The Court finds this argument of the defendant to be likewise without merit. The
trustee correctly asserts that he did not raise the preference issue at the time of the
debtors' motion to avoid Lyman's lien nor was he obligated to do so. The trustee also
points out that he objected to the original draft of the stipulation because it
specifically provided for payment of Lyman's lien. This language was therefore
deleted in the revised order and stipulation. Finally, the trustee notes the practical
utility of waiting until property is actually sold before addressing issues such as the
one before the Court here. The trustee listed but a few of the many contingencies which
can occur and render the sale of property impossible or unprofitable. Given these factors,
the Court declines to hold that the trustee implicitly waived his right to challenge
Lyman's claim by signing the aforementioned stipulation.

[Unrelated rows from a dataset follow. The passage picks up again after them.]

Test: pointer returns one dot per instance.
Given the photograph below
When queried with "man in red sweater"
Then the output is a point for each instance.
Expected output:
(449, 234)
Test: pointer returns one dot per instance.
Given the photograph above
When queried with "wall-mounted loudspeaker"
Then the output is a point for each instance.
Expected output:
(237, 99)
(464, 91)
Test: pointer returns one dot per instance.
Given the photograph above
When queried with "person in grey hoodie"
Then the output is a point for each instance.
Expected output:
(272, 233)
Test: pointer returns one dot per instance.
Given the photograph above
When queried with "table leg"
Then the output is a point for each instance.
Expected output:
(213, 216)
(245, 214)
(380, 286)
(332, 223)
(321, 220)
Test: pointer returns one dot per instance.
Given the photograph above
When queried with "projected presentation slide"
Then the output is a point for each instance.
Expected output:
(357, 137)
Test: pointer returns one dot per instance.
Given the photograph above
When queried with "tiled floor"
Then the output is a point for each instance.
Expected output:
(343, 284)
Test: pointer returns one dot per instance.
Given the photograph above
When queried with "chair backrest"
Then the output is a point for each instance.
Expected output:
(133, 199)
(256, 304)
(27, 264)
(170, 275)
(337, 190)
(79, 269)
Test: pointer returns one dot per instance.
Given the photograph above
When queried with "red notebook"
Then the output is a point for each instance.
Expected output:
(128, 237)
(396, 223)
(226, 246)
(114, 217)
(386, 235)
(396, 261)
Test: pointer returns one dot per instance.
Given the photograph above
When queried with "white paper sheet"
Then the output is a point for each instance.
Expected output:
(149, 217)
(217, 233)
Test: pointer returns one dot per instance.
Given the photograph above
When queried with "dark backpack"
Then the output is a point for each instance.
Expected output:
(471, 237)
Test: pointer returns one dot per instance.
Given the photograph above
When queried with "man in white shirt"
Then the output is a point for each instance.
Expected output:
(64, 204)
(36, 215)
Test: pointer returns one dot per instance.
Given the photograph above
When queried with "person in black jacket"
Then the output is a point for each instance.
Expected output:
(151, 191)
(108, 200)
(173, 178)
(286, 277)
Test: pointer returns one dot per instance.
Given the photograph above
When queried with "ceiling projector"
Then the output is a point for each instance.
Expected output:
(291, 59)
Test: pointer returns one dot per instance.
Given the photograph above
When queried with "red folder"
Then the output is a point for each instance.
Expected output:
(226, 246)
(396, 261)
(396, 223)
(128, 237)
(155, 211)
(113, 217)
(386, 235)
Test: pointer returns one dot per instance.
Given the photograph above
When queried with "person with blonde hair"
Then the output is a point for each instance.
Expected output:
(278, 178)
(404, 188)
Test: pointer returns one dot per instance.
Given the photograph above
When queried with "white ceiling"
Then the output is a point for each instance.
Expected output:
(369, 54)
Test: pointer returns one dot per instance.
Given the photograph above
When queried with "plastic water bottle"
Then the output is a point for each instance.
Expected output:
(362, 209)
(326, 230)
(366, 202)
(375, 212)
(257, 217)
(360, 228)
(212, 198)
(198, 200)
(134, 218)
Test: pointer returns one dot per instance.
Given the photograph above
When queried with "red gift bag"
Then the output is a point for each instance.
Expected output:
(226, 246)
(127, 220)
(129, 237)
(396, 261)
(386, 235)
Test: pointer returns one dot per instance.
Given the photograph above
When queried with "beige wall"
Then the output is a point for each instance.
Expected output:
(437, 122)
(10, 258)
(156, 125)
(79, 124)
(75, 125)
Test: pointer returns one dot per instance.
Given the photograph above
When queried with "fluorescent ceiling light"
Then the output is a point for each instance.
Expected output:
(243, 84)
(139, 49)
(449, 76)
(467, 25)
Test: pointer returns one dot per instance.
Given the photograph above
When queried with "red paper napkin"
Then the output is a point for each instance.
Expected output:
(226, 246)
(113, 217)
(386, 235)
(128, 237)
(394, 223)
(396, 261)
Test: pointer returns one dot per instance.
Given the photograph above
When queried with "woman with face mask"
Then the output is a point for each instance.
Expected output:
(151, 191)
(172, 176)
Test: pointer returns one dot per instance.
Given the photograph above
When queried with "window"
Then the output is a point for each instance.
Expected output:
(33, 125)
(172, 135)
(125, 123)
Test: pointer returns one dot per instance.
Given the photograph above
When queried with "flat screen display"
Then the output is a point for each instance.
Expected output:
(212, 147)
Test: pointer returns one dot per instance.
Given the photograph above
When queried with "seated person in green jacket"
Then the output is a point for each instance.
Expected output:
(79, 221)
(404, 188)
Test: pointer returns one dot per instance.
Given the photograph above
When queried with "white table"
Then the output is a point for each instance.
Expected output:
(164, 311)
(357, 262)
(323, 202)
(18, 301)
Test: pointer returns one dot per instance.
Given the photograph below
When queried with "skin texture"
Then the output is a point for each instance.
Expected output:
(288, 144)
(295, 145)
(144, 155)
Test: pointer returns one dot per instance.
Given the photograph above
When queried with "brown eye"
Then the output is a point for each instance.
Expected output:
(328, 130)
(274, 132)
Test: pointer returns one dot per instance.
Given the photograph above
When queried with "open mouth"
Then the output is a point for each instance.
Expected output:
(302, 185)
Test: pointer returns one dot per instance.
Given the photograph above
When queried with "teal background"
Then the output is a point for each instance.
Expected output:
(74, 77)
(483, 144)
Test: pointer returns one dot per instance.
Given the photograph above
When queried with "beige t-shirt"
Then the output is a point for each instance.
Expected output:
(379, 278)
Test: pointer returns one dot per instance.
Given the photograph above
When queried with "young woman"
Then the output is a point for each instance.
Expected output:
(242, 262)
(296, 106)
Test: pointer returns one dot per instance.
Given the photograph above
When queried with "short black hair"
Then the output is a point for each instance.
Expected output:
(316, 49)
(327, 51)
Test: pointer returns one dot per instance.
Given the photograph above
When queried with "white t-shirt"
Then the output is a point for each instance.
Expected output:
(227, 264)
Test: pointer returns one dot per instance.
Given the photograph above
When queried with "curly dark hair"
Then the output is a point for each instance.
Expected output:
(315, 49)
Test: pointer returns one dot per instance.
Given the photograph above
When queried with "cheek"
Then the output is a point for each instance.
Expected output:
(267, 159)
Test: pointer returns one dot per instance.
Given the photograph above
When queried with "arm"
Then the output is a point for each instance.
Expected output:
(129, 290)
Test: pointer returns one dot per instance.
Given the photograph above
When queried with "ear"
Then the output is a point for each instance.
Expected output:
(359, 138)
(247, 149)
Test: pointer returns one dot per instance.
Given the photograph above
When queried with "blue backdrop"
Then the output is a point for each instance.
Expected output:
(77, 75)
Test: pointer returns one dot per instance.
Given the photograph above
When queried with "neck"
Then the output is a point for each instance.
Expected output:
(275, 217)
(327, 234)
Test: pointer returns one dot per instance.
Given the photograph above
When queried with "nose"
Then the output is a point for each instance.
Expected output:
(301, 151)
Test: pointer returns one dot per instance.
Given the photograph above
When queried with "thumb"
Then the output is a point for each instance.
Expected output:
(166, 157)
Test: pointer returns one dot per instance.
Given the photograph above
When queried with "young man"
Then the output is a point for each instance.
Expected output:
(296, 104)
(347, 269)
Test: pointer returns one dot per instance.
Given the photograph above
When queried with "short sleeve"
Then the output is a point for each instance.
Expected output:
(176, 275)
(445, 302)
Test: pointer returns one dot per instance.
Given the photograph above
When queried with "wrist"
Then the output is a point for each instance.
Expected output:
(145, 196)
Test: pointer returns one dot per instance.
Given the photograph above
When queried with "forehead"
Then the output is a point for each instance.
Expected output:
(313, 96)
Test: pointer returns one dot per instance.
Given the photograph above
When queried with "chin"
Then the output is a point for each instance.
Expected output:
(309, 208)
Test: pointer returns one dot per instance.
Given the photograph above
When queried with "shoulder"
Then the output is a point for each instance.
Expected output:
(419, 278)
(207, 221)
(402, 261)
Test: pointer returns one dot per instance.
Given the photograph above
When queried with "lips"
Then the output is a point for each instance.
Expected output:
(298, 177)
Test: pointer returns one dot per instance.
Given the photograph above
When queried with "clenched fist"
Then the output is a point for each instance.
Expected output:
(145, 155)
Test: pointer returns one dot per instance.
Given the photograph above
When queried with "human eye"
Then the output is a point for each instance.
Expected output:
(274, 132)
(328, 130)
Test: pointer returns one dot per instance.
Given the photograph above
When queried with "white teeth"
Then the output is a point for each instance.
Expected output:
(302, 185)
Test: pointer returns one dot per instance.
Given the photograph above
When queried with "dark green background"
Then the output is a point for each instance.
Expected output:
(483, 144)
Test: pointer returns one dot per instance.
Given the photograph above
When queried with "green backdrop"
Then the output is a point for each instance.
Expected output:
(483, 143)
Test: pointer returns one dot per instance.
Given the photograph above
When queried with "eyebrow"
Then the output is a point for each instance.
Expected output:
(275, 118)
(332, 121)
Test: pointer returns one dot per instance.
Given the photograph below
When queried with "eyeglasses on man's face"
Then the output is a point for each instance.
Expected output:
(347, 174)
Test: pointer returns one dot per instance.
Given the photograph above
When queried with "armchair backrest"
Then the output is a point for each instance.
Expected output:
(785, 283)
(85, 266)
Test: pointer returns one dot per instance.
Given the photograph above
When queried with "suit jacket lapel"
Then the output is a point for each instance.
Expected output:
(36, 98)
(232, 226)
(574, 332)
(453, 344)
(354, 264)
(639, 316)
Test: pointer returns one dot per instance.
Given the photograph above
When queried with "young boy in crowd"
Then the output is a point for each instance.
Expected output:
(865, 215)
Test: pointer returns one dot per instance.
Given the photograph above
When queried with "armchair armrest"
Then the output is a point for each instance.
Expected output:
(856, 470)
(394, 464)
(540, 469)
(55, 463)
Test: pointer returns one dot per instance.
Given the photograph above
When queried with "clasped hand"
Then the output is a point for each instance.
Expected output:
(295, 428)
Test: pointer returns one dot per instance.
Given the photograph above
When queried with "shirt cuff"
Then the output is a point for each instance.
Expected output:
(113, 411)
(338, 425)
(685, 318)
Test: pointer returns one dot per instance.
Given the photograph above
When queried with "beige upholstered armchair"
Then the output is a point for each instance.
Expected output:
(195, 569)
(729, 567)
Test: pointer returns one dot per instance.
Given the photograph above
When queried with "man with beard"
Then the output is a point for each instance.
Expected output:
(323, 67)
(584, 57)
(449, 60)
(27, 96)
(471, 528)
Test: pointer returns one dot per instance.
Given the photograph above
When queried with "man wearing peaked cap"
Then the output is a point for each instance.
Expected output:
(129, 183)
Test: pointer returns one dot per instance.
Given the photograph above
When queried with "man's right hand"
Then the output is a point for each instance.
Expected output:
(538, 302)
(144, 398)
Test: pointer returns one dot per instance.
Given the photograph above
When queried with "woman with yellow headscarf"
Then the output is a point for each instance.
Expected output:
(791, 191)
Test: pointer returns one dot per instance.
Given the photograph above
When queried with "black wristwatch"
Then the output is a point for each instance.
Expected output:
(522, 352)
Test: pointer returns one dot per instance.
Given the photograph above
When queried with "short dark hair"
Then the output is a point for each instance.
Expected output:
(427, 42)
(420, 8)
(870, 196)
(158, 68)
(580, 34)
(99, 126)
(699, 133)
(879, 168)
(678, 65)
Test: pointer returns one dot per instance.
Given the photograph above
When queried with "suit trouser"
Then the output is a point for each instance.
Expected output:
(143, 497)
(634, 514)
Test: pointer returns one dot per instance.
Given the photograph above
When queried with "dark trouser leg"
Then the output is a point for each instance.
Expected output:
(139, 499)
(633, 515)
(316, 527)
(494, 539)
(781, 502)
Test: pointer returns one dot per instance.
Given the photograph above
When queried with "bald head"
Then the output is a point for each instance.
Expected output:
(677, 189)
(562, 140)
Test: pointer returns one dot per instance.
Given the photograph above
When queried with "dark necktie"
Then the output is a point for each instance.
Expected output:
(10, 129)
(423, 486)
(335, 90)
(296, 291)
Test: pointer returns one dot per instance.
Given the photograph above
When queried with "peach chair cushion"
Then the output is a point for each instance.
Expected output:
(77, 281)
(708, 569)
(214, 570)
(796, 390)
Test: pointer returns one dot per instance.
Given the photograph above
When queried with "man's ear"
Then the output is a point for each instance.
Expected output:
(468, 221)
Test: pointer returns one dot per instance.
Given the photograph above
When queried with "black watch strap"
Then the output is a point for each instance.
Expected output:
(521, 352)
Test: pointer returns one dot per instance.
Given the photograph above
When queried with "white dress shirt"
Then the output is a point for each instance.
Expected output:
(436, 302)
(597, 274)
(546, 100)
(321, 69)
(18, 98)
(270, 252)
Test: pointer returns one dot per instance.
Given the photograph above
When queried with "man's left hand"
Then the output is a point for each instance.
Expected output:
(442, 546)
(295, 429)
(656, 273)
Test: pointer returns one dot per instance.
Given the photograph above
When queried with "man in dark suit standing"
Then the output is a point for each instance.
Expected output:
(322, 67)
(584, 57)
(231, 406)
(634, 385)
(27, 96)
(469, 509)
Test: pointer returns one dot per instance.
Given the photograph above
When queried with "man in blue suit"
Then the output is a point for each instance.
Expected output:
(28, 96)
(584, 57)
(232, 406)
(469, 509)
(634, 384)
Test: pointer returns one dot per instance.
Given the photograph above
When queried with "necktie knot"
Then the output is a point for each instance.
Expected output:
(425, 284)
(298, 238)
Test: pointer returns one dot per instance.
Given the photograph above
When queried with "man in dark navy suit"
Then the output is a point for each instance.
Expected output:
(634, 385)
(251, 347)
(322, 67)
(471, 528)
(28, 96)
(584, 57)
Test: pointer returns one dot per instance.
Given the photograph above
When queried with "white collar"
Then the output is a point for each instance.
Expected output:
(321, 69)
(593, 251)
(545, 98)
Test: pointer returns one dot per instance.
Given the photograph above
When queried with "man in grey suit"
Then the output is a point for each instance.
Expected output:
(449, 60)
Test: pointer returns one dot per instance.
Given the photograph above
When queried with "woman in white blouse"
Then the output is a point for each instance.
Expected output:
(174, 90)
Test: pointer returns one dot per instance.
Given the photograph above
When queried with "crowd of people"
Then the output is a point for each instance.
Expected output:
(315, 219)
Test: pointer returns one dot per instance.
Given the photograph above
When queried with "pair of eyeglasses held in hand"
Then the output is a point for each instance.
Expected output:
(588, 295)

The Court therefore finds that the defendant's docketing of its judgment in North
Dakota on February 4, 1991, constituted a "transfer" pursuant to § 547(b). The
Court further finds that the other elements of a preference are also present here.
Accordingly, the trustee may avoid the lien of Lyman and it will share in any ultimate
distribution to unsecured creditors pursuant to the provisions of chapter 7 of the
This decision shall constitute findings of fact and conclusions of law pursuant to
Bankruptcy Rule 7052 and Rule 52 of the Federal Rules of Civil Procedure.